Seçimlerde kim nereye oy vereceğini büyük oranda belirlemiş gibi. Artık pazar gününü bekleyerek toplam sonucu göreceğiz.
Pazar günü Türkiye için önemli bir gün.
Hem Türkiye’nin 13. Cumhurbaşkanını hem de 28. dönem Milletvekillerini seçmek için sandık başına gideceğiz.
Yüksek Seçim Kurulu’nun açıklamalarına göre 14 Mayıs Pazar gece yarısına kadar Türkiye’nin yeni Cumhurbaşkanının kim olacağı belirlenmiş olacak.
Milletvekillerinin seçilme heyecanı daha uzun sürecek, aralarında Vezirköprü’den Bağımsız aday olan Mustafa Çoban’ın da olduğu bağımsız adaylar ise en uzun süre sonucu bekleyenler olacaklar.
Seçimlere dört gün kaldı.
Bu seçimde hazırlıklar başladığı gibi, önceki seçimlere göre daha az yoğunluklu geçiyor.

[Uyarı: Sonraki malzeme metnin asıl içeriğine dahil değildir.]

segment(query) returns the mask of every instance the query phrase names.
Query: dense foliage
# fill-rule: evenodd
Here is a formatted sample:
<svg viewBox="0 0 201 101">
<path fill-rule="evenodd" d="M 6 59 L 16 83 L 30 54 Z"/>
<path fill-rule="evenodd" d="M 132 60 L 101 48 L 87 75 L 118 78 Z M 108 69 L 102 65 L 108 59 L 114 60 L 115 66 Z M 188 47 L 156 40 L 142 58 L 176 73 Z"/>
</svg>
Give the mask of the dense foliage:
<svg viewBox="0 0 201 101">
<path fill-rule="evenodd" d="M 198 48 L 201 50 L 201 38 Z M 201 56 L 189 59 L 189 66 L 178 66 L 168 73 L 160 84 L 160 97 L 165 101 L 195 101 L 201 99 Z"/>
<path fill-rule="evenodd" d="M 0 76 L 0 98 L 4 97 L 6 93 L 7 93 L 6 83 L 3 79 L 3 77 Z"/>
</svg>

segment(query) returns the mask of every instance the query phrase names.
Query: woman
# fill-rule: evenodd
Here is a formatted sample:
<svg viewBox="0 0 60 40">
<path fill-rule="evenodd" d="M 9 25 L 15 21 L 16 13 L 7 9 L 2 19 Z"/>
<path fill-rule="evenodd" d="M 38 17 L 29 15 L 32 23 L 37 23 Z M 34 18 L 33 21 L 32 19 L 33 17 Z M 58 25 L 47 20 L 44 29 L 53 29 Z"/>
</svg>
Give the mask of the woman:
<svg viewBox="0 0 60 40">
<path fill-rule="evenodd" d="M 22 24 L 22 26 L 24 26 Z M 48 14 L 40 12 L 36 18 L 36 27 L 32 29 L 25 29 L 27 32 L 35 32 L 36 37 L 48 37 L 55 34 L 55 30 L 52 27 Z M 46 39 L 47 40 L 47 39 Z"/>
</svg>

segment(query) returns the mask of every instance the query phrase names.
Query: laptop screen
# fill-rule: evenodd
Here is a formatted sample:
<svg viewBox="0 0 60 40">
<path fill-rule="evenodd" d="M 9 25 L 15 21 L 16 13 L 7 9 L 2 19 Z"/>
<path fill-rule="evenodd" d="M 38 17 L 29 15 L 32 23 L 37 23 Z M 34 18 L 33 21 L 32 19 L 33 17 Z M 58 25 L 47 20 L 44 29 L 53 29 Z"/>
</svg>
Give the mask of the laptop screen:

Vatandaşın seçimlere ilgisizliği hemen herkesin gördüğü, konuştuğu bir durumda. Seçim arabalarının sesinin yükselmesi dışında seçimlere sessiz girildiğini söyleyebiliriz.
Gittikçe gerilen bir adaylık süreci yaşandığını söylemek de mümkün.
Sonuç olarak görüştüğümüz hemen herkes şu ya da bu şekilde kararını vermiş görünüyor.
Artık sadece seçimlere gidip oy kullanıp sonuçlarını görmek kaldı gibi.
Milletvekilliği seçimlerinden daha çok Cumhurbaşkanlığı seçimlerinin önemsenmesi ya yeni sistemin vatandaşlarca da benimsenmediğini, ya da milletvekilliğinin öneminin artık azaldığının yine vatandaşlarca görülmesinin bir sonucu olduğundan diyebiliriz.
Bakanlar kurulunun Meclis’ten ayrı işlemesi nedeniyle halkın seçtiği milletvekillerinin, cumhurbaşkanının atadığı bakanlarla görüşememesi, halkın taleplerini iletememesi nedeniyle de milletvekilliği seçimleri gerekli önemi görmüyor.
Ancak yine de, milletvekilliği sandalye sayısının Meclis’ten çıkacak kanunlar kadar verilen önergelerin kabulü/reddi bakımından da önemli.
Yine de hemen her partide açıklanan milletvekilliği sıralamalarına karşı sesler çıktığını duyuyoruz. Herkesin kafasındaki listelerin partilerin açıkladığına uymadığını söyleyebiliriz.
Bu durumun ne kadarının seçim sonucunu etkileyeceğini de Pazar günü göreceğiz.
Bir de seçim fıkrası
Ancak listelerin belirlenmesi şuna benziyor:
Bir otele ‘tam pansiyon’ gelen İstanbullu turist 2. günün sonunda isyan etmiş: “Acente bize, demiş, ‘Yemekte seçim serbest!’ demişti. Oysa iki gündür hamsiden başka bir şey yok menüde. Nerede serbest seçim?”
Otelci pişkin pişkin açıklamış:
– İster yersiniz, ister yemezsiniz, demiş, işte size serbest seçim!.. Ben size yemek zorundasınız mı dedim?..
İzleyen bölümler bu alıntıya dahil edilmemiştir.